This so-called base bleed system fills up the vacuum behind the shell, which reduces drag. Every source I can find on this tells me it’s definitely not a rocket motor. A rocket produces thrust, and this merely raises the back-pressure from a negative value to neutral or mildly positive.

I dunno, this sounds like a rocket to me, just a very weak one. Anyway, you can go ahead and put in a rocket system altogether and avoid this semantic trap. As you might imagine, this involves devoting even more internal space to propellant at the expense of explosive:

Base bleed can add 5 to 10 km to a 155 mm howitzer’s already impressive 25 km range.
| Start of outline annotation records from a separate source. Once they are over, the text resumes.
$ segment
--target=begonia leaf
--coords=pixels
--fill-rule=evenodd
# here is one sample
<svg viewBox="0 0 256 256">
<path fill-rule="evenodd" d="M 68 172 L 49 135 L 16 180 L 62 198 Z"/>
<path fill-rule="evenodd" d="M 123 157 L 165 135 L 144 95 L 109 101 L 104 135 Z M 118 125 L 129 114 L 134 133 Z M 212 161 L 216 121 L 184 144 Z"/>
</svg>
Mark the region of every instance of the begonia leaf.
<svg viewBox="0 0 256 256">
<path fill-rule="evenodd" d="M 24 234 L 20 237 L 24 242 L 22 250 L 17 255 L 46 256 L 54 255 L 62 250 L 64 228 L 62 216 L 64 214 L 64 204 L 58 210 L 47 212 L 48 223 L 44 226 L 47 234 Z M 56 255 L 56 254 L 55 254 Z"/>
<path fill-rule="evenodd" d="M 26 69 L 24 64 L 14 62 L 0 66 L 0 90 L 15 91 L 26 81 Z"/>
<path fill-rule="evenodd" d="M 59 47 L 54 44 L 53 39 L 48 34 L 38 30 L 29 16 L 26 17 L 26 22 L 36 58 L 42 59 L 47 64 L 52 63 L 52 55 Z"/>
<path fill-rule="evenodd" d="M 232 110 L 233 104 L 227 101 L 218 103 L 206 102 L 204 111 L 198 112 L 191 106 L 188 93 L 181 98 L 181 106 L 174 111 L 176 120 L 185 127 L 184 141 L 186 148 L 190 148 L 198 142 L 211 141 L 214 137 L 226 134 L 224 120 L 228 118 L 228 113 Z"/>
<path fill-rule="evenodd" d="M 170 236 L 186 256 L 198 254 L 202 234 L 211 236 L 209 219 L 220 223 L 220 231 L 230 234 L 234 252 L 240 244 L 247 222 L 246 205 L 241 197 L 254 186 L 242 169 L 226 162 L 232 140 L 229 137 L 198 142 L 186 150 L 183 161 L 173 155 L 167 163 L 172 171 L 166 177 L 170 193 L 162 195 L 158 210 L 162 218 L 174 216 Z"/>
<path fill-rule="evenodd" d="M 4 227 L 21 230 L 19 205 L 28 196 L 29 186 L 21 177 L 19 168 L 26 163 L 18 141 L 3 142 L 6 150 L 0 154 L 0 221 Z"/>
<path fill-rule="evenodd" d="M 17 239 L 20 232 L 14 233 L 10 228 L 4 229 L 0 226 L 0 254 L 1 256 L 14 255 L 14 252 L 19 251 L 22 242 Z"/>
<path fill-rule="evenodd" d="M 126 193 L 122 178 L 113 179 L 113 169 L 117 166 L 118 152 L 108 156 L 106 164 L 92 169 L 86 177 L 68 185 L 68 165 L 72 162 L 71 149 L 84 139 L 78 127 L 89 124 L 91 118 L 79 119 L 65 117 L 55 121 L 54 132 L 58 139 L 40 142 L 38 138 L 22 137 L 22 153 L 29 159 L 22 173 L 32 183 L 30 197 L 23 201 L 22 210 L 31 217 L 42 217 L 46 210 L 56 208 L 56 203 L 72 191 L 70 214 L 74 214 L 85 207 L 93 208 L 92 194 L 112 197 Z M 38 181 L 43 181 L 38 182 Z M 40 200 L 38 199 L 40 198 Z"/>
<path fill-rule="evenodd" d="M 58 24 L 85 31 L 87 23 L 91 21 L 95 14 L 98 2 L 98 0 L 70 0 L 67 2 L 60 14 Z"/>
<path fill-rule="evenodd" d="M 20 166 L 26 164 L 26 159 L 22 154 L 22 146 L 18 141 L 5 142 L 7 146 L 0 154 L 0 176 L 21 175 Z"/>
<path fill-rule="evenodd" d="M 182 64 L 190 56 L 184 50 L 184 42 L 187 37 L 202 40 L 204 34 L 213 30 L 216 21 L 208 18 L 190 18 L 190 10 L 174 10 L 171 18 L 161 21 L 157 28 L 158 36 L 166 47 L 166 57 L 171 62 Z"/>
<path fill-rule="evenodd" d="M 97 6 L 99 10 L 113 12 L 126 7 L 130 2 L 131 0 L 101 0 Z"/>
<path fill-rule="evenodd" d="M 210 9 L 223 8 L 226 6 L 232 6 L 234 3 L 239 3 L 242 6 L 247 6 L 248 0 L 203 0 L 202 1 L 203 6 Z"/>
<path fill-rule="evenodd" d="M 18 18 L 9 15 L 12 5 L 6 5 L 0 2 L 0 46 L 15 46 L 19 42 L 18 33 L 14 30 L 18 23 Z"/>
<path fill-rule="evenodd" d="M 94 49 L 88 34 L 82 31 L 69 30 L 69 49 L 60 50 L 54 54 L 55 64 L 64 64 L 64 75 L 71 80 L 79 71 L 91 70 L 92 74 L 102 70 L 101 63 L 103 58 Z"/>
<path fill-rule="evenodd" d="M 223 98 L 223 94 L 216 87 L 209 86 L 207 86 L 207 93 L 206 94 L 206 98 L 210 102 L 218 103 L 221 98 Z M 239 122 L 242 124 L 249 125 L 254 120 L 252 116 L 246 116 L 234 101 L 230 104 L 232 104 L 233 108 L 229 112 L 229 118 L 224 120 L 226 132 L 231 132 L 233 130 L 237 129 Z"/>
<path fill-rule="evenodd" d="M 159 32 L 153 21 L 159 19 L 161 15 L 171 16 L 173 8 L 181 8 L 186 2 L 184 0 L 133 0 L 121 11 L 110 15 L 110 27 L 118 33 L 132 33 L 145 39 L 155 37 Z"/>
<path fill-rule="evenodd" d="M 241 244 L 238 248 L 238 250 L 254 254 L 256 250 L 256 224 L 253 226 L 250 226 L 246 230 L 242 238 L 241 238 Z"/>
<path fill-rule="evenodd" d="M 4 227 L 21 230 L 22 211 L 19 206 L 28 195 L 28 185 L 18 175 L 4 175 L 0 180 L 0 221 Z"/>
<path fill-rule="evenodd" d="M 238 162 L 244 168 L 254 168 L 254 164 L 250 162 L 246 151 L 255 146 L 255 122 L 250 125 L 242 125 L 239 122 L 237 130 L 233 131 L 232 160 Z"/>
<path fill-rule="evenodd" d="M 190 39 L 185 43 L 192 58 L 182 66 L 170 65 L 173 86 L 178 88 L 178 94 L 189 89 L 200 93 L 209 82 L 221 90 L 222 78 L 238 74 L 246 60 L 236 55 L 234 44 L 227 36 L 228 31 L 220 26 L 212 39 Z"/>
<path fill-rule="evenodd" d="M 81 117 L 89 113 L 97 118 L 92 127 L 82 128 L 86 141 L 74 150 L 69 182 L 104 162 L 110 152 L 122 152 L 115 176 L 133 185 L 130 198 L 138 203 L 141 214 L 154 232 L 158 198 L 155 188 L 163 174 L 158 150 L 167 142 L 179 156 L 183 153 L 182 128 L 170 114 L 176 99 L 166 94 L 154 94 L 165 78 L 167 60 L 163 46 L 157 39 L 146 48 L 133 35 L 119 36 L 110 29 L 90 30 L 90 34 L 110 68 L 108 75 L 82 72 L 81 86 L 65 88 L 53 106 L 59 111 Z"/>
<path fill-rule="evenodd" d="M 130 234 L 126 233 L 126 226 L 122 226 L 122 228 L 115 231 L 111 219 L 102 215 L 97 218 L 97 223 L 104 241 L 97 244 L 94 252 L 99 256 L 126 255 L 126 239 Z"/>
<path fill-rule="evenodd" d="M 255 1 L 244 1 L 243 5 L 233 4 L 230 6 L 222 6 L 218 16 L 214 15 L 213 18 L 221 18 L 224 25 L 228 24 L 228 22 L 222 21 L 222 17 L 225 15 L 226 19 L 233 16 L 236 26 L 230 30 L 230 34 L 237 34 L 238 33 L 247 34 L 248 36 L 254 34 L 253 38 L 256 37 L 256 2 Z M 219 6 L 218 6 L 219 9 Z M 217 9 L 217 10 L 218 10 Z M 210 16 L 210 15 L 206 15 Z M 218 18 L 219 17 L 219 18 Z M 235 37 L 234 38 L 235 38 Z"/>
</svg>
Rocket assist can bring the range up to 40 km.

Conclusion: Counter-intuitive design choices

A lecturer in college said something which has always stuck with me. The great thing about engineering, according to him, is that it can lead you down the most counter-intuitive design choices which still make sense.

For example, anyone with common sense can see that a bigger engine, or one that burns more fuel, will generate more power. Spraying water into the engine, on the other hand, would seem silly. But that’s exactly what an engineer will tell you to do, via an intercooler, to further compress the intake air before combustion and generate extra power.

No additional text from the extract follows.